Casey Barnes singles chronology
| "Come Turn Me On" (2021) | "God Took His Time on You" (2021) | "Gone Gone Gone" (2021) |

= God Took His Time on You =

2021 single by Casey Barnes

"God Took His Time on You" is a song by Australian country singer Casey Barnes. It was released on 13 August 2021 as the second single from Barnes' seventh studio album, Light It Up. It was certified gold in December 2023.

== Awards ==
At the AIR Awards of 2022, the song was nominated for Independent Song of the Year.

At the Queensland Music Awards of 2022, the song won Country Song of the Year.
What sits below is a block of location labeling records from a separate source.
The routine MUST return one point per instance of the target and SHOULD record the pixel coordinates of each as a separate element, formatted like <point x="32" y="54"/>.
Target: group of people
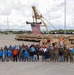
<point x="35" y="53"/>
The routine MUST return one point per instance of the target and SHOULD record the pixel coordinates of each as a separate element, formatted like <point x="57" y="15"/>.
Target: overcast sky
<point x="20" y="11"/>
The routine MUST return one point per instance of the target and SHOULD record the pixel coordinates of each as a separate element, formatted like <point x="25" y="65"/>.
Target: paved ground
<point x="36" y="68"/>
<point x="31" y="68"/>
<point x="10" y="40"/>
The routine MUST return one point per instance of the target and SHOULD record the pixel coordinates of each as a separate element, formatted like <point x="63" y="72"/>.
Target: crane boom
<point x="39" y="16"/>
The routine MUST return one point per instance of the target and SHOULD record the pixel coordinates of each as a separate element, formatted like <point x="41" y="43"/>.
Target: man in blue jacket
<point x="26" y="54"/>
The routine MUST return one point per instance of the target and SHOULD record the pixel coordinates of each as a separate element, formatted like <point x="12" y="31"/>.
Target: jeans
<point x="31" y="58"/>
<point x="61" y="58"/>
<point x="5" y="58"/>
<point x="35" y="58"/>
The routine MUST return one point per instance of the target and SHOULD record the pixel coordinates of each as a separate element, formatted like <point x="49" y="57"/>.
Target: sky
<point x="15" y="13"/>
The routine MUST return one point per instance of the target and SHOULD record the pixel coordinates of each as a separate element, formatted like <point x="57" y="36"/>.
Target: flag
<point x="35" y="28"/>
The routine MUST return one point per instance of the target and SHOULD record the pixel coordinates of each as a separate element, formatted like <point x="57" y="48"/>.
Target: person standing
<point x="15" y="55"/>
<point x="1" y="54"/>
<point x="5" y="54"/>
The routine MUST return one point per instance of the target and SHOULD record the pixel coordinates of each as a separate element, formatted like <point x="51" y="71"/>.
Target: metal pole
<point x="65" y="17"/>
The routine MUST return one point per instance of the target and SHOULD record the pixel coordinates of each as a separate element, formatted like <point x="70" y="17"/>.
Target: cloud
<point x="20" y="11"/>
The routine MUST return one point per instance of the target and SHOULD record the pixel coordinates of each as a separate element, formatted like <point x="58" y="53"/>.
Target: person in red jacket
<point x="15" y="55"/>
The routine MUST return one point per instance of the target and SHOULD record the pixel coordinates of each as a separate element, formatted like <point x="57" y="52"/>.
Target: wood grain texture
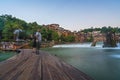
<point x="29" y="66"/>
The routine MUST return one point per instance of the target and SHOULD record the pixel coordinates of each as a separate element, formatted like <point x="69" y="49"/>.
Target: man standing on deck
<point x="38" y="40"/>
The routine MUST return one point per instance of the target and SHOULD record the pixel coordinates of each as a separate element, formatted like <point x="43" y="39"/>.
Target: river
<point x="99" y="63"/>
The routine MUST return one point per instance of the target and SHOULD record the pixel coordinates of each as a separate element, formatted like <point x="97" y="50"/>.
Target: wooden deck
<point x="29" y="66"/>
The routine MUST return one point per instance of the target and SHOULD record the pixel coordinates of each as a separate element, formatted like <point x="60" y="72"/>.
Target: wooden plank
<point x="29" y="66"/>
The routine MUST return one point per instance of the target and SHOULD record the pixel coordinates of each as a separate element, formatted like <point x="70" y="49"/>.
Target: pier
<point x="29" y="66"/>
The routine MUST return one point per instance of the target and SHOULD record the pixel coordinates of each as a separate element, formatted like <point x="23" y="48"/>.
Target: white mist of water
<point x="84" y="45"/>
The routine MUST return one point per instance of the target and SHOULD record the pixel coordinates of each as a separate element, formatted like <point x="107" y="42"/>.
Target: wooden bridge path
<point x="29" y="66"/>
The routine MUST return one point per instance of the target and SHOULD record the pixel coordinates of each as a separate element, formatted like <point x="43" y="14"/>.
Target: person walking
<point x="38" y="40"/>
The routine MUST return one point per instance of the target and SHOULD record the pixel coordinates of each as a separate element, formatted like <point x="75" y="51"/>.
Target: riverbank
<point x="4" y="55"/>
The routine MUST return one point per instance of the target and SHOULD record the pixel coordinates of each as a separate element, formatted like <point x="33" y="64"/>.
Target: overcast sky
<point x="70" y="14"/>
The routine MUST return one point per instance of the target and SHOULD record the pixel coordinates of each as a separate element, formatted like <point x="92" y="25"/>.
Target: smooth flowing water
<point x="99" y="63"/>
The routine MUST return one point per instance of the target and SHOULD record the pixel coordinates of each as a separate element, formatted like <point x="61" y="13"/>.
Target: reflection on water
<point x="99" y="63"/>
<point x="115" y="56"/>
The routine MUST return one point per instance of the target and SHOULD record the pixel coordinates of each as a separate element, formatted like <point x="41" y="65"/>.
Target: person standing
<point x="16" y="34"/>
<point x="38" y="40"/>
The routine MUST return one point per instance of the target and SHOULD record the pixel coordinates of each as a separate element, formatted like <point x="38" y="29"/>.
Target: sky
<point x="73" y="15"/>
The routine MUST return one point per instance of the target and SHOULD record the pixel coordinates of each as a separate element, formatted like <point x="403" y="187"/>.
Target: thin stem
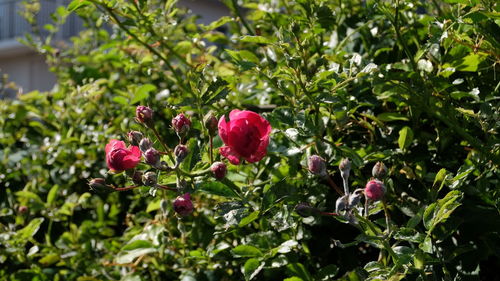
<point x="239" y="15"/>
<point x="333" y="185"/>
<point x="211" y="150"/>
<point x="168" y="151"/>
<point x="125" y="188"/>
<point x="328" y="214"/>
<point x="150" y="48"/>
<point x="166" y="187"/>
<point x="387" y="216"/>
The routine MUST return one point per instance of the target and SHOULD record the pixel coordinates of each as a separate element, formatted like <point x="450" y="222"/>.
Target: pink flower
<point x="120" y="158"/>
<point x="374" y="190"/>
<point x="183" y="205"/>
<point x="219" y="170"/>
<point x="181" y="124"/>
<point x="246" y="136"/>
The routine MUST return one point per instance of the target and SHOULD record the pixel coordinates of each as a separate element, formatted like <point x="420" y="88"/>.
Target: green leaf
<point x="328" y="272"/>
<point x="248" y="219"/>
<point x="30" y="230"/>
<point x="440" y="211"/>
<point x="29" y="195"/>
<point x="137" y="244"/>
<point x="256" y="39"/>
<point x="121" y="100"/>
<point x="130" y="256"/>
<point x="251" y="268"/>
<point x="246" y="251"/>
<point x="405" y="138"/>
<point x="143" y="93"/>
<point x="77" y="4"/>
<point x="294" y="278"/>
<point x="220" y="22"/>
<point x="216" y="188"/>
<point x="297" y="269"/>
<point x="49" y="259"/>
<point x="153" y="205"/>
<point x="391" y="116"/>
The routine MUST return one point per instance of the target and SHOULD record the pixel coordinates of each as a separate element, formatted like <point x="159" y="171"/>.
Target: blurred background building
<point x="27" y="69"/>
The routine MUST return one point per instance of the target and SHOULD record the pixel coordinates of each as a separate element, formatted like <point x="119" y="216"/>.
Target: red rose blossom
<point x="245" y="135"/>
<point x="120" y="158"/>
<point x="374" y="190"/>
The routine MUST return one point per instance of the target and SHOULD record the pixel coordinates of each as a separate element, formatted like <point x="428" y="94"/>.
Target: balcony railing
<point x="13" y="25"/>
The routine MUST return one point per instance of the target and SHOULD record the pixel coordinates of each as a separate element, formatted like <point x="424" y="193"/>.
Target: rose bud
<point x="342" y="204"/>
<point x="345" y="167"/>
<point x="144" y="115"/>
<point x="181" y="124"/>
<point x="245" y="135"/>
<point x="134" y="137"/>
<point x="374" y="190"/>
<point x="183" y="205"/>
<point x="180" y="152"/>
<point x="120" y="158"/>
<point x="355" y="197"/>
<point x="306" y="210"/>
<point x="152" y="157"/>
<point x="316" y="165"/>
<point x="379" y="170"/>
<point x="145" y="144"/>
<point x="211" y="124"/>
<point x="149" y="179"/>
<point x="219" y="170"/>
<point x="137" y="178"/>
<point x="22" y="209"/>
<point x="99" y="184"/>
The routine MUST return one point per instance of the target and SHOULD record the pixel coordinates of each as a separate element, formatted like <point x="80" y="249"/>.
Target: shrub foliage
<point x="413" y="84"/>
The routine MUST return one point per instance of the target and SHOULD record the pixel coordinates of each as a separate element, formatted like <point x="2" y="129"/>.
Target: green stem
<point x="239" y="15"/>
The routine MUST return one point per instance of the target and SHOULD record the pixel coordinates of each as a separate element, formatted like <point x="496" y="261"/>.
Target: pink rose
<point x="246" y="136"/>
<point x="120" y="158"/>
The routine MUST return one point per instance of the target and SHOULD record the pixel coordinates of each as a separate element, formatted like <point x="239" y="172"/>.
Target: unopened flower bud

At the APRA Music Awards of 2023, the song won Most Performed Country Work.

==Critical reception==
Tyler Jenke from Rolling Stone Australia said "'God Took His Time on You' has all the hallmarks of a classic country ballad, complete with masterful production, introspective lyrics, and the sort of chorus that feels destined to wash over live crowds before too long."

==Certifications==

Certifications for "God Took His Time on You"
| Region | Certification | Certified units/sales |
| Australia (ARIA) | Gold | 35,000^{‡} |
^{‡} Sales+streaming figures based on certification alone.